I signed up for trials of each of the major chatbots and tried using them as an alternative to search, or to help with research, but I've mostly either broken even or wasted time. When humans bullshit me it's usually easy to tell because there is a lack of concreteness to their explanations - they haven't actually wrestled with the details so they avoid talking about them. But LLMs are so good at making up plausible details! I find it's much more work to fact-check LLM output than human output.

Eg for a survey on code reloading I asked both claude and chatgpt how erlang handles reloading code when closures still exist. I vaguely remembered how this works but wanted to find an actual reference. Both of them explained in great detail and with examples how old code is not unloaded until all the closures referencing it are garbage collected, which is not true.

My last client used an LLM code review service. Sometimes it behaved like a slightly smarter linter and warned me about actual mistakes - "you did X here and here and here but Y here - should it be the same?". Whenever it reasoned about dataflow beyond a single function it was usually wrong. Often it just seemed to be bluffing - "the code that you changed results in changed behaviour" isn't a bad heuristic but it gets tiresome when you say it every time. But I can imagine paying for a better version in a few years.

I've seen some interesting work on using LLMs to generate mutations for fuzzing. This seems really promising, although too expensive for me to play around with just yet. But the ability to generate a large volume of plausible-but-subtly-wrong code is exactly what a compiler fuzzer wants for christmas.

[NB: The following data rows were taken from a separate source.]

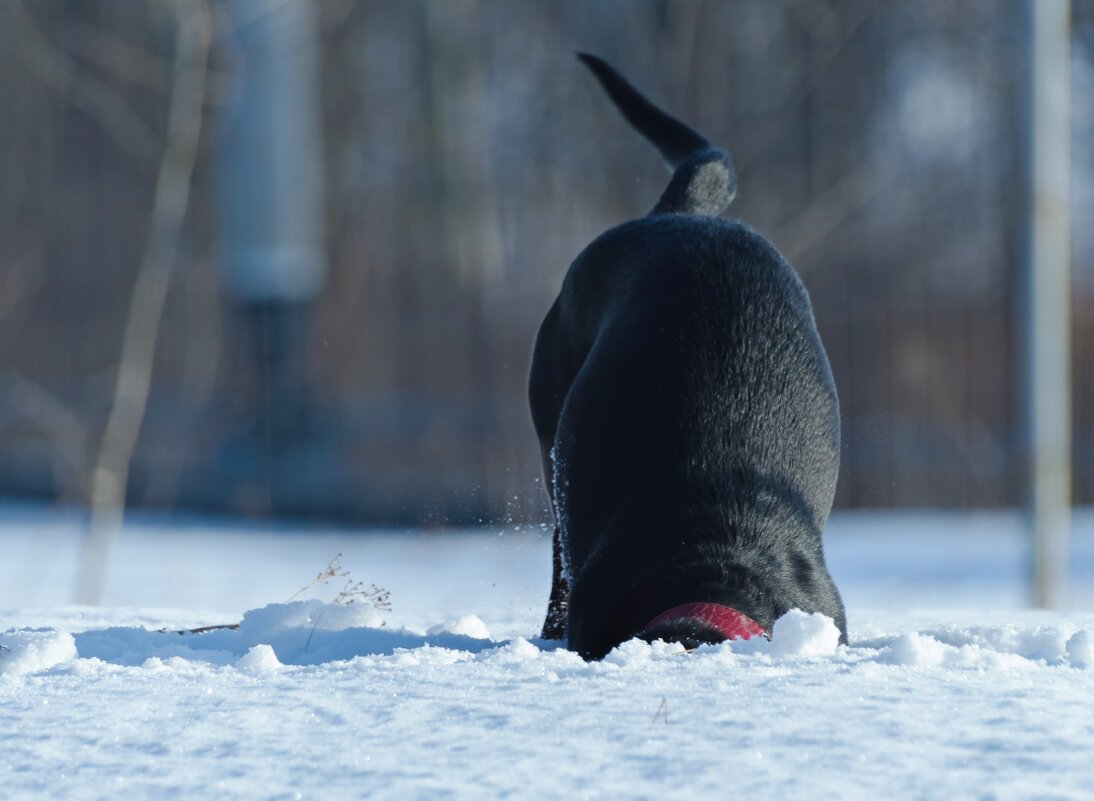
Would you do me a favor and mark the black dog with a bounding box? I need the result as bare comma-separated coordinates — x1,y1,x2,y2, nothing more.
528,54,847,659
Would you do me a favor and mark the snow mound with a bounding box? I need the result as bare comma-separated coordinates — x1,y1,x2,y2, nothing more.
75,601,498,670
426,615,490,640
760,610,839,657
1067,629,1094,668
0,628,77,676
235,645,283,675
726,610,839,659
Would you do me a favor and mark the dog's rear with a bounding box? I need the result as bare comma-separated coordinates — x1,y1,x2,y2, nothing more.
529,55,846,657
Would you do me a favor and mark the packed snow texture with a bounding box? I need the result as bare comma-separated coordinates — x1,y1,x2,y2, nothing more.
0,512,1094,799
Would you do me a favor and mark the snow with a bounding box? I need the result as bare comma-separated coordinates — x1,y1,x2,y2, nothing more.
0,509,1094,799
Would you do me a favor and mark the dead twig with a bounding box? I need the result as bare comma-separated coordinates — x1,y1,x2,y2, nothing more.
650,696,668,725
286,554,349,604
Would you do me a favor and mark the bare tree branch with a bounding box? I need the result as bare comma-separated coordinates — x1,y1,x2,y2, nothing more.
8,3,161,166
77,0,211,604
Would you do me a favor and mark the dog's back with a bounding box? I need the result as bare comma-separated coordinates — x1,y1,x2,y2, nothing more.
529,57,846,657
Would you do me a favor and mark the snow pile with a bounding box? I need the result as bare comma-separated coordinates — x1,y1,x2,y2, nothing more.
426,615,490,640
0,629,77,676
880,624,1094,669
68,601,493,666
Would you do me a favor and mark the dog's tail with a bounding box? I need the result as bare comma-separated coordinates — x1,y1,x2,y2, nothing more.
578,53,737,216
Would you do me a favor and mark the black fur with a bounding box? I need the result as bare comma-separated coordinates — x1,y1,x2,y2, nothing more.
528,55,847,659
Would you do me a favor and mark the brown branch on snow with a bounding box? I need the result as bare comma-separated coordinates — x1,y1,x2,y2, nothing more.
77,0,210,604
156,623,240,637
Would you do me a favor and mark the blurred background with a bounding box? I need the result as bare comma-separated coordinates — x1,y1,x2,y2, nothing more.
0,0,1094,538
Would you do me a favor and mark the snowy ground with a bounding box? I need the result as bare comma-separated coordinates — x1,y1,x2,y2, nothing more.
0,508,1094,800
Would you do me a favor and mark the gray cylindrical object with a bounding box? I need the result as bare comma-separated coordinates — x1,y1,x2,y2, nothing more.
217,0,327,303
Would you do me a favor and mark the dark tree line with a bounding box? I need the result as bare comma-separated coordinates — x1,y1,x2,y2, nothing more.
0,0,1094,524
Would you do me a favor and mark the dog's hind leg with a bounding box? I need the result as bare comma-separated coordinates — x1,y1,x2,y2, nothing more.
539,523,570,640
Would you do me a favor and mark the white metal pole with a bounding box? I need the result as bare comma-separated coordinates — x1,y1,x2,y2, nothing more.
1026,0,1071,608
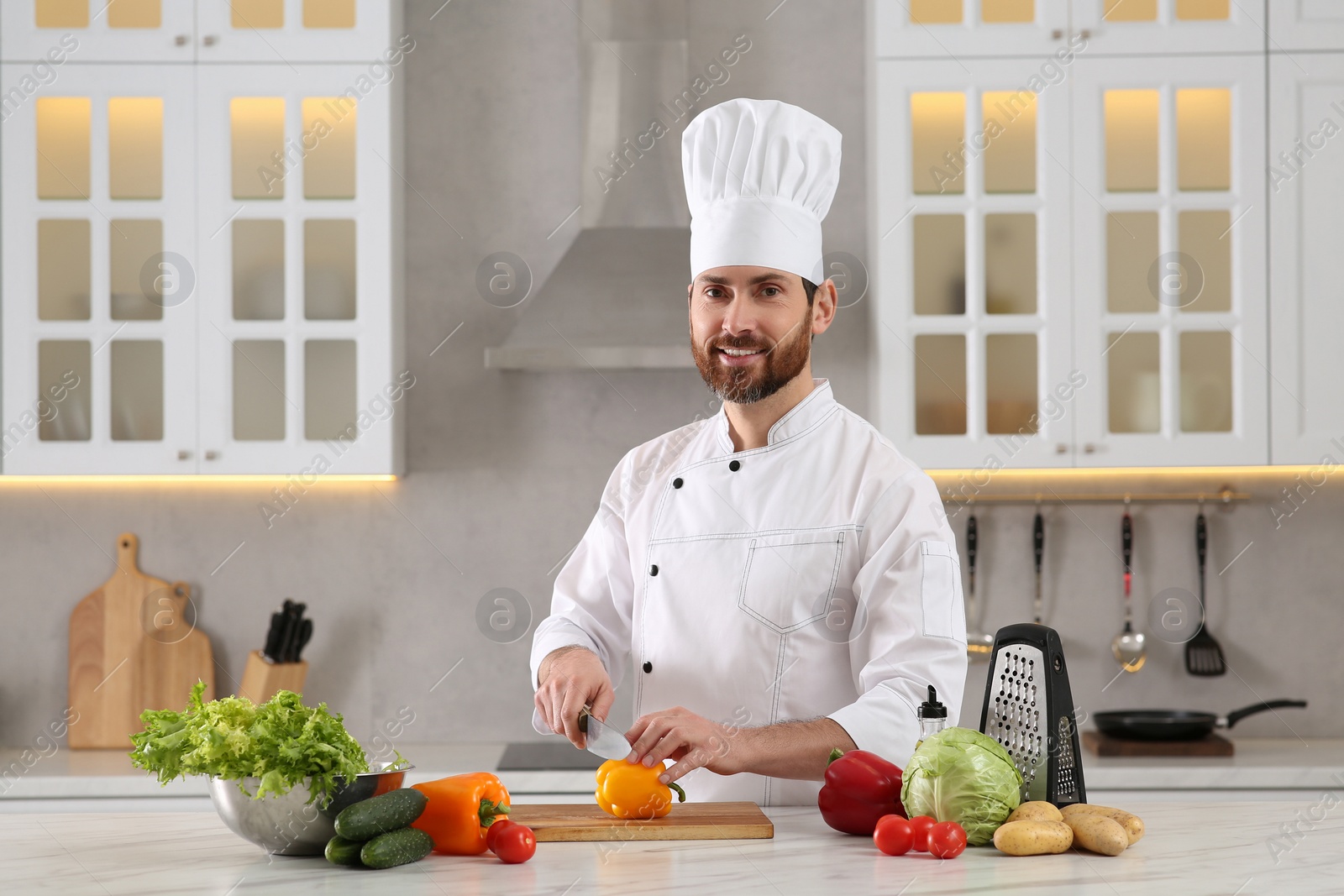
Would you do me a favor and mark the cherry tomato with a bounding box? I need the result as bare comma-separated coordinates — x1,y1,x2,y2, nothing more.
929,820,966,858
910,815,938,853
486,818,517,853
491,822,536,865
872,814,916,856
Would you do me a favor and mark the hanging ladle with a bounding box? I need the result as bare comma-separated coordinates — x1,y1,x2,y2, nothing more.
1110,497,1147,672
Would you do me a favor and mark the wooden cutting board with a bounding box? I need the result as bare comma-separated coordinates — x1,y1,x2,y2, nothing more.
69,532,215,750
1084,728,1235,757
508,802,774,844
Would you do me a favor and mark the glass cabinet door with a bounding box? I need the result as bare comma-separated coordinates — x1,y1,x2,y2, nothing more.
195,0,395,63
871,60,1077,469
0,0,197,62
1073,56,1268,466
871,0,1078,63
197,65,401,473
0,63,199,474
1073,0,1268,56
1268,0,1344,51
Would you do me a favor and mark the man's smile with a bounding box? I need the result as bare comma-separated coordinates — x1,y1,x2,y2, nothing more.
714,348,764,367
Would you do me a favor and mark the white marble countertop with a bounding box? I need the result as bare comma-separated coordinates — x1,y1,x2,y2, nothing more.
0,737,1344,804
0,799,1344,896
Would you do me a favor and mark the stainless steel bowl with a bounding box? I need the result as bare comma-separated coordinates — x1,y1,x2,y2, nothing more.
210,766,414,856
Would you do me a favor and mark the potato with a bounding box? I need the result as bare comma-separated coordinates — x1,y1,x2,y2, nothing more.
1062,804,1144,846
1008,799,1064,820
1064,811,1129,856
995,820,1075,856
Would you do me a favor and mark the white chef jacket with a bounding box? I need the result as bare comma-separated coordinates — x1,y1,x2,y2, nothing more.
531,379,966,806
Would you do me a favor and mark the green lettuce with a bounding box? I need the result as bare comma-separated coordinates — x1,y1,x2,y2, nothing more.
900,728,1023,846
130,681,368,802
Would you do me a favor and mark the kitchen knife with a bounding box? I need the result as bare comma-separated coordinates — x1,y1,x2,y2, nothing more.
580,706,630,759
262,612,285,663
1031,511,1046,625
293,619,313,663
276,599,298,663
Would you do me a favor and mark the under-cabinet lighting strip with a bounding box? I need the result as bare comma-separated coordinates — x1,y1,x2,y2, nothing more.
942,490,1252,506
0,473,398,488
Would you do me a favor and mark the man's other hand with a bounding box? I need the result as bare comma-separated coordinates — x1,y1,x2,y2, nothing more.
625,706,748,783
533,647,616,750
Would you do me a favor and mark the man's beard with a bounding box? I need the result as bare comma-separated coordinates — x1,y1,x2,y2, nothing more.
690,307,811,405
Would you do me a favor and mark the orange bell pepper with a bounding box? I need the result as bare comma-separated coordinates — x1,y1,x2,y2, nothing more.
412,771,509,856
594,759,685,820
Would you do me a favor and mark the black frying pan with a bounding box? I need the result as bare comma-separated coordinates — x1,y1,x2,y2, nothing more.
1093,700,1306,740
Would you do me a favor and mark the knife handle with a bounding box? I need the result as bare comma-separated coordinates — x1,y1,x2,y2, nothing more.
1031,511,1046,575
966,513,979,575
1120,513,1134,575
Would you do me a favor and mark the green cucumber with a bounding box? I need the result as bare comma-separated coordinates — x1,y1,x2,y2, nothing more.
327,834,365,867
336,787,428,841
359,827,434,867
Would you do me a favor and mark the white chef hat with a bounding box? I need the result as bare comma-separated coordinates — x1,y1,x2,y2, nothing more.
681,99,840,284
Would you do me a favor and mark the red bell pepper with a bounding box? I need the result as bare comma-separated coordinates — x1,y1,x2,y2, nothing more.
817,750,906,837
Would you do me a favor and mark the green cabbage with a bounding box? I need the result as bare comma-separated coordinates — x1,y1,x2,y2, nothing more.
900,728,1021,846
130,681,368,802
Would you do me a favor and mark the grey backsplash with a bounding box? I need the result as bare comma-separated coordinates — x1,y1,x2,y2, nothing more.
0,0,1344,746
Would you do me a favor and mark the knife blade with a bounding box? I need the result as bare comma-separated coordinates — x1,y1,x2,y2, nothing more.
580,706,630,759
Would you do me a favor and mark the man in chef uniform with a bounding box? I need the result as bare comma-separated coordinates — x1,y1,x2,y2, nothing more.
531,99,966,804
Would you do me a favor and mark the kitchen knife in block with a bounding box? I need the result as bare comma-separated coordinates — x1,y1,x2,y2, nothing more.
979,622,1087,806
238,650,307,703
69,532,213,750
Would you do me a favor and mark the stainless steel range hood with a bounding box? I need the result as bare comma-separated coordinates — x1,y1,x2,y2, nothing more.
486,0,693,371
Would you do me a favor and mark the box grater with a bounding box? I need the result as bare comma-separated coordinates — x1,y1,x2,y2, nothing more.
979,622,1087,806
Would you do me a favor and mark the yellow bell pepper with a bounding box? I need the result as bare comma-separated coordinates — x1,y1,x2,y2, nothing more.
594,759,685,820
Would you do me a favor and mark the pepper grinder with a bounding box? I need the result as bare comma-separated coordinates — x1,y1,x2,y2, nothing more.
916,685,948,750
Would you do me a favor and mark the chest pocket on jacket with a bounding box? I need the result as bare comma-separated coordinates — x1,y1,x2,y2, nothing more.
919,542,966,643
738,531,844,634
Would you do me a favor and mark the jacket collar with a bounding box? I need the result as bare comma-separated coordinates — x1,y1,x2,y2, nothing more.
714,376,836,454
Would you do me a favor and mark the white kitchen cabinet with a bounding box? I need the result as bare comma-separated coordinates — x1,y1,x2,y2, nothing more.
869,59,1073,469
869,0,1263,60
869,0,1068,60
869,10,1270,470
197,65,405,473
0,0,401,65
0,63,197,473
195,0,402,65
0,0,197,62
1073,0,1263,56
0,3,412,474
1071,55,1268,466
1268,52,1344,464
1268,0,1344,51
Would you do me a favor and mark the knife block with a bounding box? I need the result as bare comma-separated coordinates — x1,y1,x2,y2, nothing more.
238,650,307,704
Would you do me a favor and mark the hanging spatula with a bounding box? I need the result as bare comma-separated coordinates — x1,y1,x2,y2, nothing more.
1185,511,1227,676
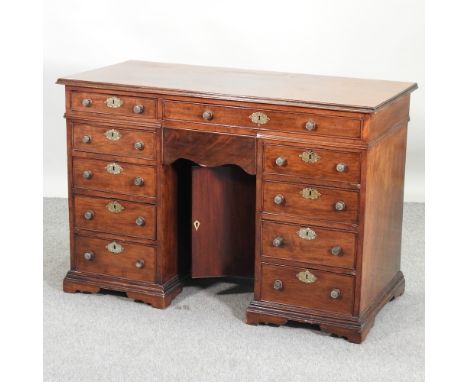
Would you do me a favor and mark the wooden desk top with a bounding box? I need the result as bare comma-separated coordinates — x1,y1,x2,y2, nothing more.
57,61,417,113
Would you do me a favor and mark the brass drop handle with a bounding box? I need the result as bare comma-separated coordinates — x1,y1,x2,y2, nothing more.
330,288,341,300
336,163,348,172
133,141,145,151
83,251,95,261
83,210,94,220
81,135,91,143
335,200,346,211
305,120,317,131
273,280,283,290
202,110,213,121
275,157,286,167
273,194,284,206
133,105,145,114
81,98,93,107
83,170,93,179
330,245,343,256
271,236,284,248
133,176,145,187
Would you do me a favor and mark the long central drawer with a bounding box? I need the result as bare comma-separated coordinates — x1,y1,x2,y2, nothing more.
73,158,156,197
164,101,361,138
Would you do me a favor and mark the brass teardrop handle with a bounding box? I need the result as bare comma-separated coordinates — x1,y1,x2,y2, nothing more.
305,120,317,131
133,105,145,114
335,200,346,211
81,135,91,143
271,236,284,248
330,288,341,300
83,170,93,179
133,141,145,150
81,98,93,107
202,110,213,121
83,251,95,261
330,245,343,256
273,280,283,290
273,194,284,206
133,176,145,187
83,210,94,220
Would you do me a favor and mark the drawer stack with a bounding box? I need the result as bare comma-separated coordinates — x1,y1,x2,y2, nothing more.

For HYTRADBOI this year the machine transcription cost much less and was much more accurate than three years ago. I still had to correct a lot of mistakes (eg it consistently misheard DuckDB as DougDB), but it took me about 20 minutes per video, down from about 60 minutes last time.


For writing code I'm still unconvinced. I don't think it would have non-zero value to get into, but the cost-benefit just doesn't put it at the top of my priority list yet. That could change if the tools get much better, or if they get commoditized, or if local models become competitive. But I don't feel any urgency right now.

The funny thing is that I keep seeing people make the comparison that soon nobody will write code at all, just like nobody writes assembly today. But I think the thing that does make the top of my priority list today is learning to write assembly. I always end up having to look at generated code and I can sort of piece it together, but I'd like to be fluent rather than pidgin. I also keep seeing people produce magic with little stretches of specialized instructions that I've never heard of, and I want some of that.

As a final irony, the one good use I've found for claude so far is that it's pretty good at explaining assembler syntax. You just can't google the punctuation.